Ivan Silvestrini, regista di Mare Fuori, ha risposto in esclusiva ai microfoni di Velvetcinema.it ad aclune domande sul futuro del cinema
In attesa della proiezione in anteprima di alcuni episodi della quarta stagione di Mare Fuori, abbiamo intervistato in esclusiva, alla Festa del cinema di Roma, il regista Ivan Silvestrini.
In silenzio stampa per quanto concerne i dettagli della tanto acclamata serie partenopea, Silvestrini si è sottoposto ad alcune domande in merito all’attualità cinematografica.
La figura della donna al cinema
Da alcune dichiarazioni che ho avuto modo di ascoltare, mi è parso di capire che lei abbia particolarmente a cuore la questione femminile all’interno del prodotto audiovisivo contemporaneo. Nell’ottica di un concreto miglioramento della narrazione del femminile, crede che sia utile andare a ripescare icone del passato per stravolgerne i presupposti, o serve piuttosto costruire nuovi personaggi che ispirino le nuove generazioni?
“Secondo me quello a cui stiamo assistendo in questo momento negli ultimi anni del cinema è un approfondimento maggiore anche delle aspirazioni dei personaggi femminili che non sono solo accompagnatrici dei personaggi maschili, ma hanno i loro desideri e la loro volontà. Questo forse, a volte, porta anche diciamo una riscrittura di personaggi iconici in maniera un po’ straniante per chi li conosceva già. Però bisogna trovare un equilibrio in questo, ma è giusta la direzione che si è presa nel cercare di rendere i personaggi femminili più strutturati, complessi e interessanti, perché credo che, in qualche modo, noi siamo fatti anche delle storie che abbiamo visto o ascoltato”.
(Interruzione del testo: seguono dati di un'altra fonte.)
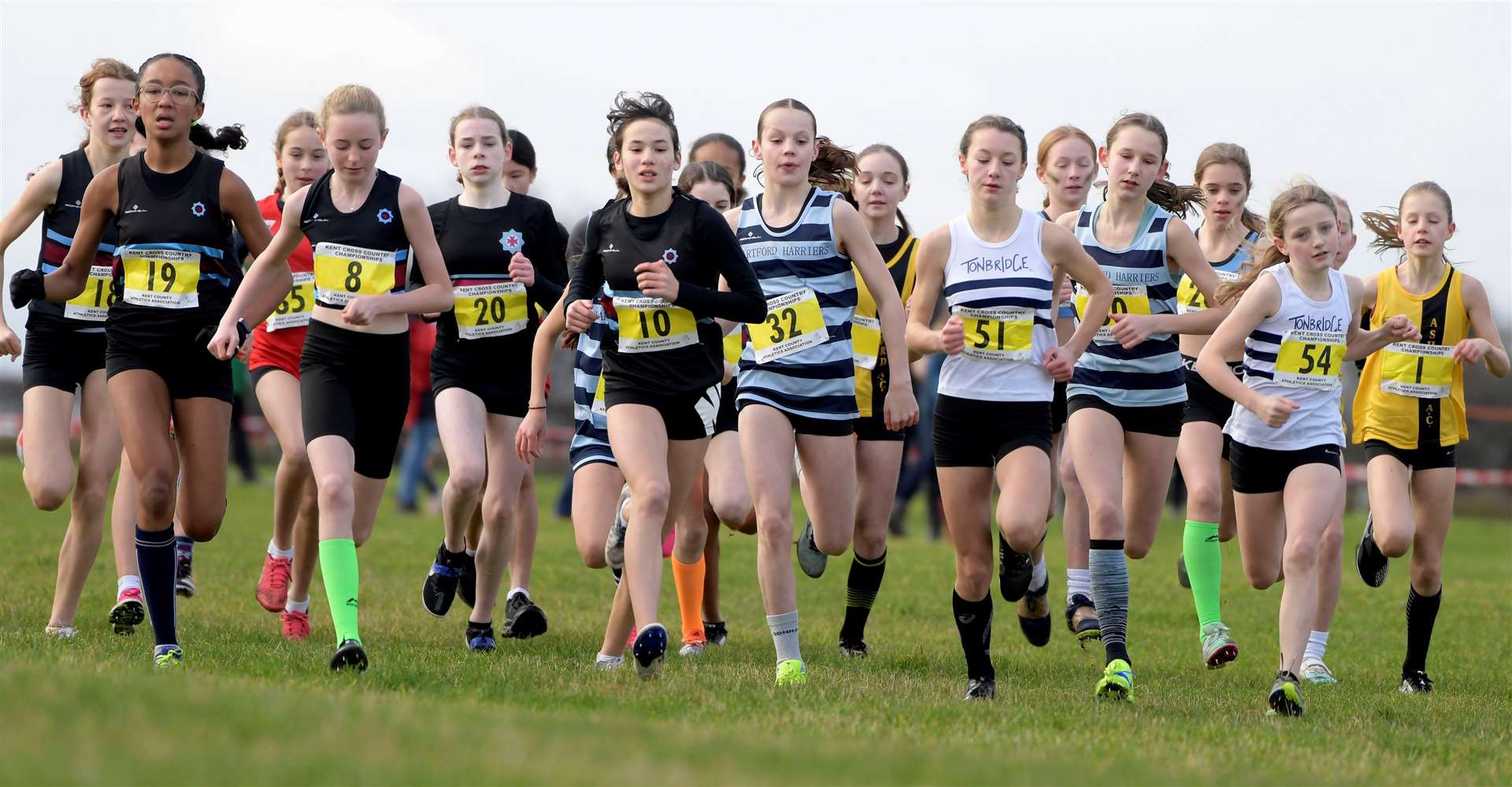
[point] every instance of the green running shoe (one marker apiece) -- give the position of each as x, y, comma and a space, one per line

Silvestrini prosegue: “Quando una bambina o un bambino vede un film come Barbie, può confrontarsi con una complessità maggiore del femminile. Ora in questo momento, magari, c’è anche uno sbilanciamento, per cui sembra che per raccontare delle donne interessanti, si debbano affiancare degli uomini stupidi… prima o poi troveremo un bilanciamento. Secondo me ci sono delle delle cose molto importanti che per molti anni non sono state raccontate abbastanza. Come per esempio il desiderio femminile, che sia desiderio di fare carriera o il desiderio sessuale”.
Mare Fuori in sala?
Per quanto riguarda invece la sala, crede che sia fondamentale per l’espressione dell’audiovisivo? Vorrebbe un Mare Fuori in sala?
“Si, vorrei un Mare Fuori in sala. Vorrei che tanti giovani scoprissero e dico scoprissero che magari sono diventati adolescenti sotto il covid e non sanno neanche che cos’è l’esperienza della sala. Vorrei che la scoprissero e imparassero ad amarla come è capitato a me. È ovvio che quando io ero un adolescente la sala era l’unico modo di fruire dell’esperienza cinematografica alla massima potenza. Oggi con la tecnologia si assiste a una buona qualità di riproduzione anche a casa, però questo ovviamente ci porta lontani dall’esperienza sociale della fruizione di storie, che secondo me è un rito importante. Le storie ci permettono di crescere e secondo me bisogna cercare di fare film, come io proverò a fare in futuro, che riportino quel pubblico che per esempio si è appassionato sul piccolo schermo a Mare Fuori, verso storie sul grande schermo”.
Il regista conclude: “Quel tipo di rapporto che si è creato ha a che fare con un tipo di racconto delle emozioni che non è facile ottenere. In Mare Fuori, per mille motivi ci si è riusciti, ma non è solo merito mio, per carità. E’ merito delle storie e dell’interpretazione. Io in qualche modo ho fatto il direttore d’orchestra di tutte queste potenzialità. Penso che se oggi Mare Fuori andasse in sala la gente ci andrebbe, come è dimostrato dal fatto che le due proiezioni di questo Festival sono andate sold out in sette minuti. Vediamo per il futuro… questo dipenderà dalle volontà distributive”.